Intro to machine learning on iOS: Using Core ML to recognize handwritten digits

After working on a couple of projects using handwritten text recognition, I’m in total awe of this technology: Send an image to a REST endpoint, wait for the machine learning magic to happen, and then receive a bunch of JSON data with your recognized text as the response /output—wow!

But I already “awed” a lot about this in a blog post a while back. For anyone who’s interested in it and doesn’t know how to get started — check this out:

Despite the powerful tech behind this process, there are a few issues you might run into.

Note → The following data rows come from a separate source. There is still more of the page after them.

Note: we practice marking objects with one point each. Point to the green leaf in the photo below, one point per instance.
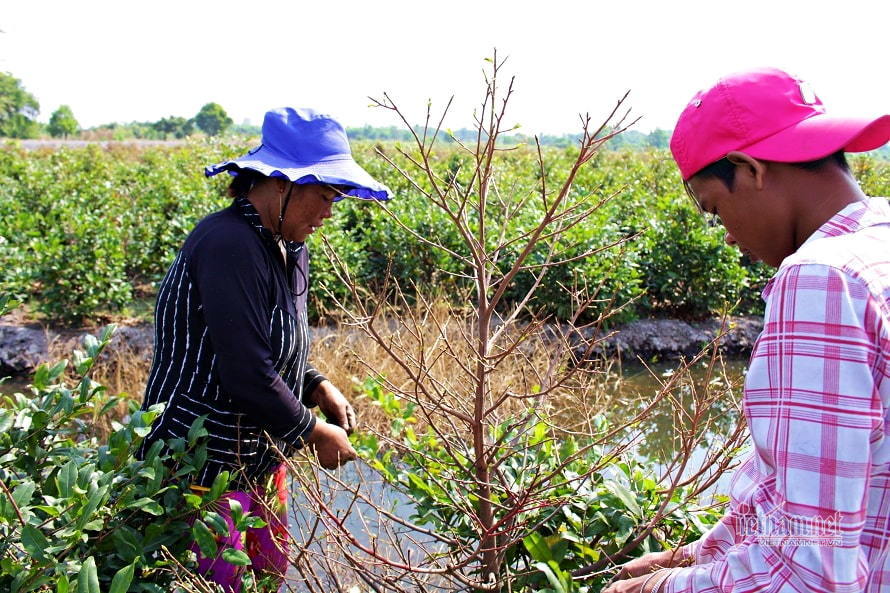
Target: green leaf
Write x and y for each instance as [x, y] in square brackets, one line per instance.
[56, 370]
[551, 577]
[96, 495]
[205, 540]
[7, 418]
[220, 485]
[537, 547]
[66, 479]
[34, 541]
[122, 579]
[148, 505]
[216, 521]
[63, 584]
[128, 543]
[23, 493]
[88, 578]
[236, 557]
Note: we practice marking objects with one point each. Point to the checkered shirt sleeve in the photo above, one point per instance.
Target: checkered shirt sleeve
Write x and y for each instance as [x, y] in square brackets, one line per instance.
[799, 505]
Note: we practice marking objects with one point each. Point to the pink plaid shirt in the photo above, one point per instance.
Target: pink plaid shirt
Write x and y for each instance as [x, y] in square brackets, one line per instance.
[810, 508]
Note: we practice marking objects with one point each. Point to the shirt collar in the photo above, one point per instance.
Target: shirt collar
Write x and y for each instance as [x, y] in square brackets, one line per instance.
[250, 214]
[852, 218]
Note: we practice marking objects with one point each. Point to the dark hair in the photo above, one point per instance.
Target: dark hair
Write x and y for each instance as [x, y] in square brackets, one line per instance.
[725, 170]
[243, 182]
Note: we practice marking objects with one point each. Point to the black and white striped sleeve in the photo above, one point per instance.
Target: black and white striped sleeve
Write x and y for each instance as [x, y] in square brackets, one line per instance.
[234, 288]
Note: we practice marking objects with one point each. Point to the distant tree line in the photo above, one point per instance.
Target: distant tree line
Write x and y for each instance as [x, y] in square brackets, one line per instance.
[19, 110]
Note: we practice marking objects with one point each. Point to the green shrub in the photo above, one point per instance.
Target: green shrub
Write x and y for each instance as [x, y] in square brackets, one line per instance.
[81, 514]
[595, 506]
[83, 230]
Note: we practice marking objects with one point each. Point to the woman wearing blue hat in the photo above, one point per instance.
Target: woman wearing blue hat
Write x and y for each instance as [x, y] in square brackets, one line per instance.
[231, 330]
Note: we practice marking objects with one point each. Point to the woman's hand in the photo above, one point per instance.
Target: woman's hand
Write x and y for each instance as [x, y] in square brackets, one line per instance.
[330, 444]
[334, 406]
[632, 585]
[649, 563]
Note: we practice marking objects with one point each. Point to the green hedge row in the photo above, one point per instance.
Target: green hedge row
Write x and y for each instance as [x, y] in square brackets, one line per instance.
[84, 231]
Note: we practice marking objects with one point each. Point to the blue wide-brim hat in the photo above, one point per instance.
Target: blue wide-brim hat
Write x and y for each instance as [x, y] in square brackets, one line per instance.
[305, 146]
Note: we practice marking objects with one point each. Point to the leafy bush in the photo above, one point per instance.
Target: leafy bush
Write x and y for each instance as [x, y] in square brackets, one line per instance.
[597, 504]
[84, 230]
[80, 514]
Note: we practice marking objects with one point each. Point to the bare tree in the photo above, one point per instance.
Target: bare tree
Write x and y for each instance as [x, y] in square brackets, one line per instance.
[480, 377]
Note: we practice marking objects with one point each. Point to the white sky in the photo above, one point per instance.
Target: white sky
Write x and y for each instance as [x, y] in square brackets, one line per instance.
[127, 61]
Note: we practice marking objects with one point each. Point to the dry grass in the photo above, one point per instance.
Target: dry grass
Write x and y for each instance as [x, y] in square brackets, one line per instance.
[349, 358]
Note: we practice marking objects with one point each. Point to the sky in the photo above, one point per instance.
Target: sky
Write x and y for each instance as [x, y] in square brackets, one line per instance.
[128, 61]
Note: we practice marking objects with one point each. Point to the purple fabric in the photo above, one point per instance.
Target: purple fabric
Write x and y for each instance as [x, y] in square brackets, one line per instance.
[266, 546]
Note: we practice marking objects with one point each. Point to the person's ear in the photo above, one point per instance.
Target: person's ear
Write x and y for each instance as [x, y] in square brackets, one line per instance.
[747, 165]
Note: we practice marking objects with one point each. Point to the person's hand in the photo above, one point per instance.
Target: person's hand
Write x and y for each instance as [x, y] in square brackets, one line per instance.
[633, 585]
[334, 406]
[650, 582]
[330, 444]
[649, 563]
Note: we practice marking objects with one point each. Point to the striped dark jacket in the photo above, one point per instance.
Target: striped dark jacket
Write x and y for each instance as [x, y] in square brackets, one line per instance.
[231, 344]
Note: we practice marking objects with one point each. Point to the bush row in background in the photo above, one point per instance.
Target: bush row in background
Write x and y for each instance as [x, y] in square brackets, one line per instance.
[82, 230]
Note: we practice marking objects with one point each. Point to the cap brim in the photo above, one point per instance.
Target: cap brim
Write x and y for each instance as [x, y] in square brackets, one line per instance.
[341, 171]
[822, 135]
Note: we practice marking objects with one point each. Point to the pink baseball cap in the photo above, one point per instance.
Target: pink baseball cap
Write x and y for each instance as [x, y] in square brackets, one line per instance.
[770, 115]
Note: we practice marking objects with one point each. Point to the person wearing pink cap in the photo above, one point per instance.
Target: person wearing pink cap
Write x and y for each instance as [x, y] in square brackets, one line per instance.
[810, 506]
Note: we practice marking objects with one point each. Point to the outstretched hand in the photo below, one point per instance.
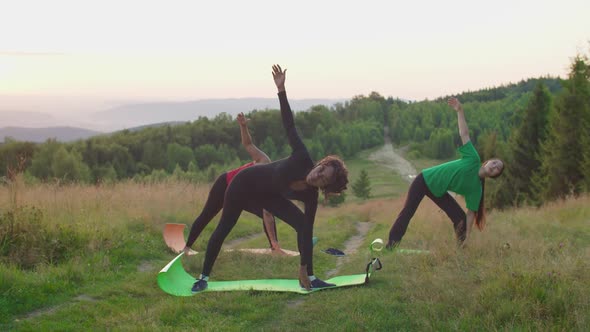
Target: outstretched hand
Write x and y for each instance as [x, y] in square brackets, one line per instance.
[242, 120]
[279, 75]
[455, 104]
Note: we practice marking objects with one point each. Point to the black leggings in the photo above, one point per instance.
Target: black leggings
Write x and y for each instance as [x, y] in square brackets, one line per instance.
[212, 207]
[419, 189]
[240, 197]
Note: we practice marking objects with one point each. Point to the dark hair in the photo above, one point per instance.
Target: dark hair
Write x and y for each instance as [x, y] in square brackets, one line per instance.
[480, 215]
[339, 178]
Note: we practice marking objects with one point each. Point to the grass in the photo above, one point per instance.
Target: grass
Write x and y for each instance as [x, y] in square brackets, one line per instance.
[527, 271]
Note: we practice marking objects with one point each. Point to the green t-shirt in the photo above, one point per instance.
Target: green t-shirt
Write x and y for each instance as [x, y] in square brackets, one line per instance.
[459, 176]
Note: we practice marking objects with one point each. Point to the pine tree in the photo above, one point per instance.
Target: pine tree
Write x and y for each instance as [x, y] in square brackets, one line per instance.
[562, 170]
[362, 186]
[526, 143]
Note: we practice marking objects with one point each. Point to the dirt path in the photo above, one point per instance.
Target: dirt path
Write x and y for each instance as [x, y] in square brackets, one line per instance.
[389, 157]
[351, 246]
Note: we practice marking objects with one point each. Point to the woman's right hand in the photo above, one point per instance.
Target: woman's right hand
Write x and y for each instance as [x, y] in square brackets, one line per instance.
[279, 75]
[304, 278]
[242, 120]
[455, 104]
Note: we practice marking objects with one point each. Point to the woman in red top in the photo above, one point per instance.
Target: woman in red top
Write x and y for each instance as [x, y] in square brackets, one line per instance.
[214, 202]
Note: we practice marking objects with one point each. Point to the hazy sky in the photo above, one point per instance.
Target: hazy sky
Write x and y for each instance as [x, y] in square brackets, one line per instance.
[180, 50]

First, all the inference involved in text recognition works only online. So if you are using this feature with a bad network connection, you’ll experience at least long waiting times, and in an even worse case, timeouts on your requests.

Moreover, the possibility of having no network connection at all is also likely in certain scenarios. What do you do then? That’s where on-device machine learning comes in!

TL;DR

Before we start, a quick side note for readers who want to jump right in:

The whole project can be found on GitHub, including all the machine learning and model building materials. So if it’s more helpful for you to look at code instead of reading explanations, visit this repo, and see you soon 🙂

The Idea

To be able to offer offline handwritten text recognition, you might have already assumed that there needs to be a bunch of logic packed into your application. And this is exactly what this article is dealing with.

For two reasons, we’ll focus solely on handwritten number recognition:

Because the current Computer Vision OCR API can’t recognize letters or words properly. For proper recognition, there must always be a context in place (like grammar, a certain format, etc. For more info, check out this tutorial that looks at Sentiment Analysis on iOS).
To make things easier for this proof of concept, we need to keep things as small and easy as possible.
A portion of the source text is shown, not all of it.